This year, Salt Lake Community College students will be able to call South City Campus home to the world-famous Sundance Film Festival. A film with local ties made its debut Friday at The Grand Theatre.
“In Football We Trust” is the directorial debut of two Utah filmmakers, Tony Vainuku and Erika Cohn, who intend to show audiences how football impacts the ever growing population of the Polynesian community.
The film explores the pressures associated with young Polynesian men to make it to professional football.
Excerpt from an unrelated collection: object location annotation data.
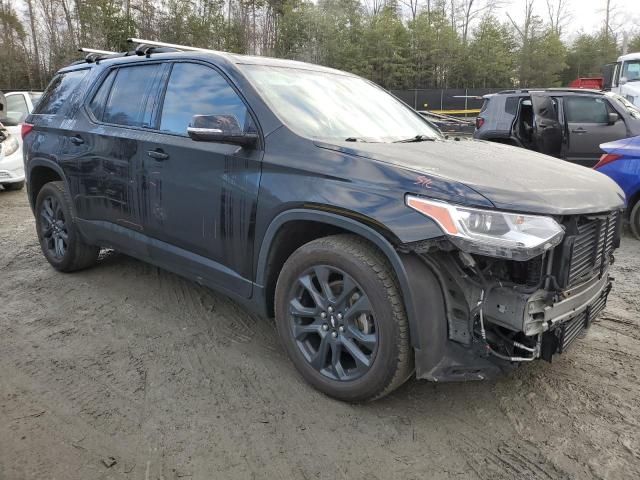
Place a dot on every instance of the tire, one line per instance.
(13, 186)
(58, 234)
(634, 220)
(371, 317)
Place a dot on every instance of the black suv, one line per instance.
(312, 195)
(566, 123)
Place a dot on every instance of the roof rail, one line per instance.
(153, 43)
(94, 55)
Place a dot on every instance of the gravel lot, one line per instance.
(130, 364)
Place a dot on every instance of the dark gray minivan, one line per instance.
(567, 123)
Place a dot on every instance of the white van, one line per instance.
(623, 77)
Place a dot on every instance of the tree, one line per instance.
(587, 54)
(492, 55)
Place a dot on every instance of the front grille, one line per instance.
(570, 330)
(559, 339)
(587, 247)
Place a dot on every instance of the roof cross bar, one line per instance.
(153, 43)
(93, 50)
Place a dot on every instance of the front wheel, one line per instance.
(60, 240)
(634, 220)
(341, 318)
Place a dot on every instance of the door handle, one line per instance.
(158, 154)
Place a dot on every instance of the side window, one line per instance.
(17, 104)
(17, 109)
(58, 91)
(132, 96)
(195, 89)
(586, 110)
(99, 100)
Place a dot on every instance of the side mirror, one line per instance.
(9, 121)
(221, 129)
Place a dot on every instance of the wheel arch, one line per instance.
(635, 198)
(269, 264)
(39, 173)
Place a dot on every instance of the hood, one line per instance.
(509, 177)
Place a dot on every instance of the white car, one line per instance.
(17, 105)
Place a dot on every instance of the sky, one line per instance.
(584, 15)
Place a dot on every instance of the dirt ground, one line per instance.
(130, 364)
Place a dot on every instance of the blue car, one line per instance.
(621, 162)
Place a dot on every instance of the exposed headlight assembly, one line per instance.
(490, 232)
(9, 146)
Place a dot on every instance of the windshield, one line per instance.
(631, 70)
(35, 97)
(630, 107)
(336, 107)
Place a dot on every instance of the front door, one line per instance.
(547, 131)
(589, 126)
(199, 198)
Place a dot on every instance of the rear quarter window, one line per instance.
(511, 105)
(59, 91)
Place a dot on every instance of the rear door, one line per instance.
(547, 130)
(588, 124)
(121, 110)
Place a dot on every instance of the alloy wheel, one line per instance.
(53, 227)
(333, 323)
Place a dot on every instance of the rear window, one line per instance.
(58, 91)
(131, 101)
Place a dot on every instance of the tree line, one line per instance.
(398, 44)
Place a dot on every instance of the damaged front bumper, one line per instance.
(550, 321)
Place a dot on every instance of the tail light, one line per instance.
(606, 159)
(26, 129)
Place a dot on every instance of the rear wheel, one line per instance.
(13, 186)
(59, 237)
(634, 220)
(341, 319)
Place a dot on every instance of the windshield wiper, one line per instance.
(417, 138)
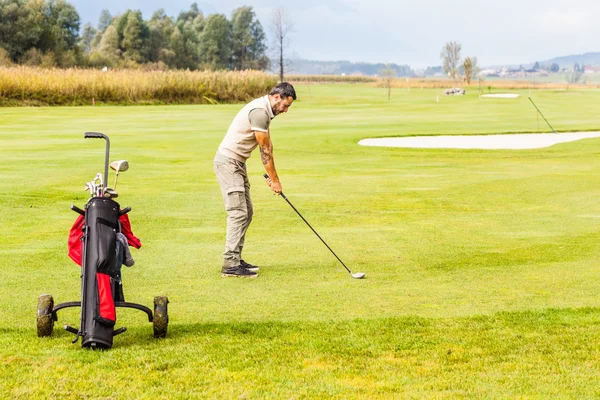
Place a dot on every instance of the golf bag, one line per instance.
(99, 271)
(98, 242)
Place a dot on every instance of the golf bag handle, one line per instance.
(97, 135)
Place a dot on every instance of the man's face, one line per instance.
(281, 104)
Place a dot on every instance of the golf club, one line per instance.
(110, 193)
(119, 166)
(358, 275)
(97, 135)
(553, 131)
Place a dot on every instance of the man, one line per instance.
(249, 129)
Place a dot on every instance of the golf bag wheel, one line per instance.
(45, 320)
(161, 318)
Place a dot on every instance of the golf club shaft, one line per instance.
(542, 115)
(97, 135)
(304, 219)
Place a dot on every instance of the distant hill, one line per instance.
(592, 59)
(313, 67)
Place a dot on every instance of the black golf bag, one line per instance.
(95, 244)
(99, 271)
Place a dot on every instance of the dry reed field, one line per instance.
(40, 87)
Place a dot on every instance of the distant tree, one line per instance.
(468, 69)
(258, 47)
(87, 38)
(5, 60)
(109, 45)
(104, 21)
(135, 38)
(281, 26)
(216, 42)
(60, 29)
(247, 40)
(20, 27)
(189, 15)
(387, 75)
(450, 57)
(160, 29)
This is seen as many families’ way to get out of poverty and escape the burdens of social economic unease.
“In my community, football has become such a large part of our [Polynesian] cultural identity,” director Vainuku says in a press release for the film.
He went on to say, “As a teenager, I witnessed first hand the family pressures put on my NFL destined uncle, Joe Katoa, who eventually turned to drugs and violence and ended up in prison.”
The press release also describes the Polynesian community as being 28 times more likely to make it in the NFL than any other ethnic group.
During the filming of “In Football We Trust,” Vainuku and Cohn became deeply embedded with this close community and had the inside access on families and their athletes for over four years.
One of the film’s subjects is BYU linebacker Harvey Langi. An All American player in 2010, Langi won back-to-back 5A state championships with Bingham High School.
Brothers Leva and Tevita Broomfield are also profiled.
Plagued by a legacy left by their father, the Broomfield brothers try diligently to disassociate themselves from the gang mentality and the stigma he created before them. Although the pressures around them cannot be ignored, Tevita Bloomfield has been a continuous honor roll student at the University of Utah. Leva Broomfield plays offensive linebacker for Snow College in Utah.
Tickets for “In Football We Trust” and other films can be purchased through the Sundance website.